Kriegsreisende

 die Sozialgeschichte der Söldner

Jermak und die Eroberung Sibiriens

Die Kosaken als Conquistadoren des Ostens.

Jermak Liest man von der europäischen Expansion am Beginn der Frühen Neuzeit, geht es fast immer um die Eroberung Lateinamerikas und die Gründung von Kolonien und Handelsniederlassungen in Asien und Afrika. Die Eroberung Sibiriens, die eigentlich auch in diesem Kontext zu betrachten wäre, wird dabei weitgehend außer Acht gelassen. Obwohl zwischen Lateinamerika und Sibirien nicht nur geographisch Welten zu liegen scheinen, lassen sich dennoch einige erstaunliche Gemeinsamkeiten  beobachten. So diente auch bei der Eroberung Sibiriens eine kleine Schar von Glücksrittern und Desperados als Speerspitze, und obwohl die meisten mit Schwert und Pike kämpften, gaben doch die neuen Feuerwaffen den Ausschlag. Riesige Entfernungen mussten unter unmenschlichen Strapazen überwunden werden, um Länder zu unterwerfen, von denen man vorher kaum eine Vorstellung hatte. Den Anführer der ersten Expedition, den Kosakenhetman Timofejewitsch Jermak bezeichnet man deshalb auch als den "russischen Pizarro".
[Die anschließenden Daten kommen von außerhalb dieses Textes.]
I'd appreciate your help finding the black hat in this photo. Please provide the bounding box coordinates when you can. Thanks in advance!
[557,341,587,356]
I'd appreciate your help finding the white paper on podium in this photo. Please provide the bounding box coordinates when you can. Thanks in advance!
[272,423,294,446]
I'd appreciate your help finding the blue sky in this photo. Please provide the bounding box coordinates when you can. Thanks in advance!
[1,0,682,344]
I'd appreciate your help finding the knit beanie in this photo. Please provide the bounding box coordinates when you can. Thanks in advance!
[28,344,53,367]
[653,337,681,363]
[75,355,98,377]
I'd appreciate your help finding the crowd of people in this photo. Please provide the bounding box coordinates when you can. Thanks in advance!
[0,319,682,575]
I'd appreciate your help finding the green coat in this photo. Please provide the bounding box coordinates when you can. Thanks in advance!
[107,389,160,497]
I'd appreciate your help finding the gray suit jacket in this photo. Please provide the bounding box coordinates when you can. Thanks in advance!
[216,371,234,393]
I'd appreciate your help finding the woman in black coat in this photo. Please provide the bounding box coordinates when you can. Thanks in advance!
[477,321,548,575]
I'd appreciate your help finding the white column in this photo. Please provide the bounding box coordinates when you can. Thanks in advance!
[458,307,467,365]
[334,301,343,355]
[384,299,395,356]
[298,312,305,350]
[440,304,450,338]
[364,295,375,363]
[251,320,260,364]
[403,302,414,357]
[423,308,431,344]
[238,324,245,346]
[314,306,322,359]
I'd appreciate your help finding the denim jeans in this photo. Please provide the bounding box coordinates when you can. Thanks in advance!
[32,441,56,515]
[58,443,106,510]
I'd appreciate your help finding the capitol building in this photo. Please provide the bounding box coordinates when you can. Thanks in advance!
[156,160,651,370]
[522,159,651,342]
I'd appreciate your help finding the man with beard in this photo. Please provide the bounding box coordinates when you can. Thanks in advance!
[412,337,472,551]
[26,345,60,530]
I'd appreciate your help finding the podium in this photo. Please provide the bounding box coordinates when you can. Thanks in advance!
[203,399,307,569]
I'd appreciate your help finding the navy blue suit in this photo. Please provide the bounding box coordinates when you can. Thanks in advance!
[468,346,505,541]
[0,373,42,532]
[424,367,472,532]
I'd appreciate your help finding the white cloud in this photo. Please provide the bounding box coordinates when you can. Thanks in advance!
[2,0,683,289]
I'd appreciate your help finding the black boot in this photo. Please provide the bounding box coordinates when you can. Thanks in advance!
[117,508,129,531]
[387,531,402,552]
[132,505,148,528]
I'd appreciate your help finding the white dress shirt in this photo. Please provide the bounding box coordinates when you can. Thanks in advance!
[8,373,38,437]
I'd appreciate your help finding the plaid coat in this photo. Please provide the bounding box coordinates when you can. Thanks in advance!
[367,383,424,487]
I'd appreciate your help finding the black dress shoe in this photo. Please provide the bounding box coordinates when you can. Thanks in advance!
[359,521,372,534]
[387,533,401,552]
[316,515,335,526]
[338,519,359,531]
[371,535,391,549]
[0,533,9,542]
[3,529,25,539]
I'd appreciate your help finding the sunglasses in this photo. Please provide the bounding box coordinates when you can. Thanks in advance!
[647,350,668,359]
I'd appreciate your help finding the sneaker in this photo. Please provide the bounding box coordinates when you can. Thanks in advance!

Die Kosaken waren sicher zu guten Teilen russischen Ursprungs. Allerdings waren sie gerade vor der brutalen Ausbeutung und Unterdrückung in Russland in die herrenlosen Gebiete im Süden geflohen. Dort hatten sie sich mit den Tartaren vermischt und weitgehend deren Lebensweise übernommen. So soll es sich bei den ersten Kosaken um Tartaren gehandelt haben, die ihrerseits nach unglücklichen Machtkämpfen im Chanat der Krim nach Norden emigriert waren. Jedenfalls lebten sie lange relativ unabhängig zwischen den Großmächten Polen-Litauen, Russland und dem Osmanischen Reich. Die Großmächte bekämpften die Kosaken als Räuber und Banditen, bedienten sich ihrer als Bündnispartner oder warben sie als Söldner, je nach den politischen Gegenbenheiten.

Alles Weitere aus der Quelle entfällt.